Segundo NeoFeed, a Meta está considerando uma nova oferta de ações para captar bilhões de dólares, seguindo diretamente o movimento da Alphabet, que anunciou a maior oferta da história: US$ 84,7 bilhões focados em inteligência artificial.

Para quem acompanha estratégias de captação em grande escala, o momento revela algo fascinante sobre como gigantes de tecnologia orquestram seus movimentos de financiamento. A Meta projeta gastos de até US$ 145 bilhões apenas em 2026 para suas ambições em IA, um valor que faria qualquer CFO repensar toda a estrutura de capital da empresa.

O comando operacional por trás da captação

Susan Li, CFO da Meta, lidera as discussões ao lado de Dina Powell McCormick, presidente da companhia desde janeiro. McCormick recebeu a missão específica de reformular os planos de infraestrutura e financiamento de IA com visão de longo prazo, algo que qualquer diretor de operações reconhece como movimento estratégico crítico.

A empresa ainda não contratou banco para a operação, mas o Goldman Sachs deve liderar a negociação. Um porta-voz classificou as conversas como especulativas, sem descartar a possibilidade.

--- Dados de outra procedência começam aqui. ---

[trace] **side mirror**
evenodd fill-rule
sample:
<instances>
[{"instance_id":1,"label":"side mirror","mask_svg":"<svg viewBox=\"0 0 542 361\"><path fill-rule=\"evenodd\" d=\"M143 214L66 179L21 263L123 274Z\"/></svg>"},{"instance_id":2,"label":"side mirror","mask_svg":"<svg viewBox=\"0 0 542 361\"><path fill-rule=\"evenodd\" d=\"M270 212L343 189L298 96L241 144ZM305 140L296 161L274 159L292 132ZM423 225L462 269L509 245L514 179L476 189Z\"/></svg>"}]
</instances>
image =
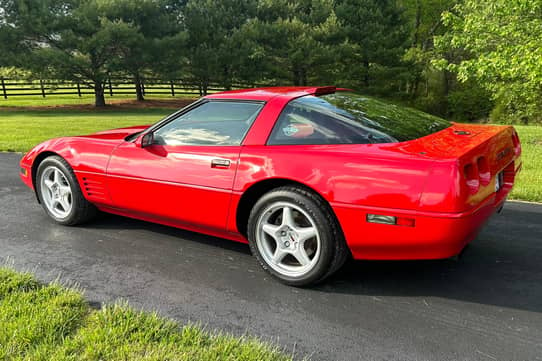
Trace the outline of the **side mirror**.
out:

Infraestrutura como gargalo operacional

O financiamento visa construir novos data centers para suportar modelos avançados de IA, com foco na "superinteligência pessoal" que Zuckerberg imagina para Facebook, WhatsApp e Instagram. Para executivos que gerenciam operações de escala, essa necessidade de infraestrutura representa o tipo de investimento que define a capacidade competitiva dos próximos anos.

Os wearables também ganham espaço crescente no mercado, demandando investimentos adicionais em P&D e manufatura.

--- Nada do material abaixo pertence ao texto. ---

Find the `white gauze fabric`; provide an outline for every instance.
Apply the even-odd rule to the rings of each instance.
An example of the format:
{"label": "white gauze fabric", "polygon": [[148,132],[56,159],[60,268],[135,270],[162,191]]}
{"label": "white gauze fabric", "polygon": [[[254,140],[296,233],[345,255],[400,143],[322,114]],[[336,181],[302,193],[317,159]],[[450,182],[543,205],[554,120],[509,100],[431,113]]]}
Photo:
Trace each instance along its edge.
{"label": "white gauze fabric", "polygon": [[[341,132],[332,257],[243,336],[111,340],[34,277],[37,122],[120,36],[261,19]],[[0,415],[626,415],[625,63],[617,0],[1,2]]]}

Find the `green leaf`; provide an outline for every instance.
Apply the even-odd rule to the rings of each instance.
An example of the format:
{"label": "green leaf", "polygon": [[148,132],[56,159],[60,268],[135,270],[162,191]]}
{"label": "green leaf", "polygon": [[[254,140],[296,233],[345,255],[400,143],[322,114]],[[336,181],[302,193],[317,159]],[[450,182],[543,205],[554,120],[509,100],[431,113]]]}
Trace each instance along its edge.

Mercado aquecido para IPOs de tecnologia

O mercado acionário americano está agitado, com SpaceX e outras empresas de IA se preparando para abrir capital, intensificando a competição por investimentos institucionais.

Na minha leitura...

Essa corrida de captação revela uma mudança fundamental na gestão de caixa de empresas de tecnologia. Quando gigantes como Meta e Alphabet buscam dezenas de bilhões em equity, elas estão sinalizando que o autofinanciamento, mesmo com fluxos de caixa robustos, não consegue mais sustentar o ritmo de investimento necessário em IA.

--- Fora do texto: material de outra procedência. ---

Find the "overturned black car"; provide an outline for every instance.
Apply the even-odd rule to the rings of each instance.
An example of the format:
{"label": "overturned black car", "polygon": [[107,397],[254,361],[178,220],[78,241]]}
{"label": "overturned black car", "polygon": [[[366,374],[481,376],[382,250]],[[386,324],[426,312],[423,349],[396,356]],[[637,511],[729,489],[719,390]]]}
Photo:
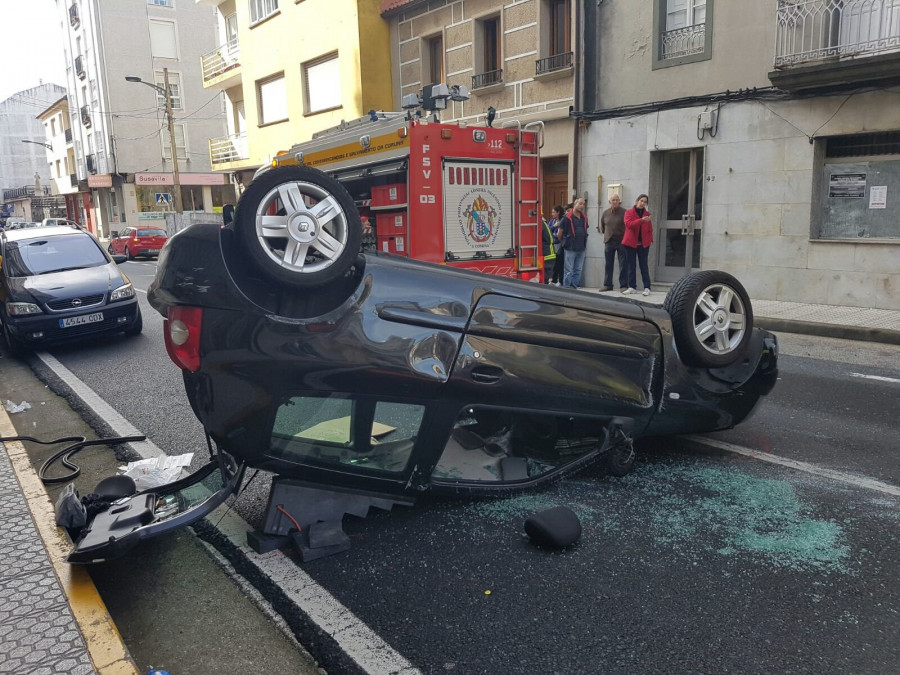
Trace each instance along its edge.
{"label": "overturned black car", "polygon": [[[658,307],[360,254],[359,232],[339,183],[291,167],[254,181],[228,226],[163,249],[150,303],[236,466],[367,494],[506,493],[597,459],[624,474],[633,439],[730,428],[775,383],[776,339],[726,273],[687,276]],[[233,488],[239,470],[223,475]]]}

Para CEOs de empresas menores, isso indica que a janela de oportunidade para captar recursos baratos pode estar se fechando. Se Meta e Google estão competindo por capital institucional, empresas de médio porte precisam acelerar seus processos de captação antes que o mercado fique ainda mais concorrido. A lição operacional é clara: momento de mercado importa mais que momento perfeito da operação.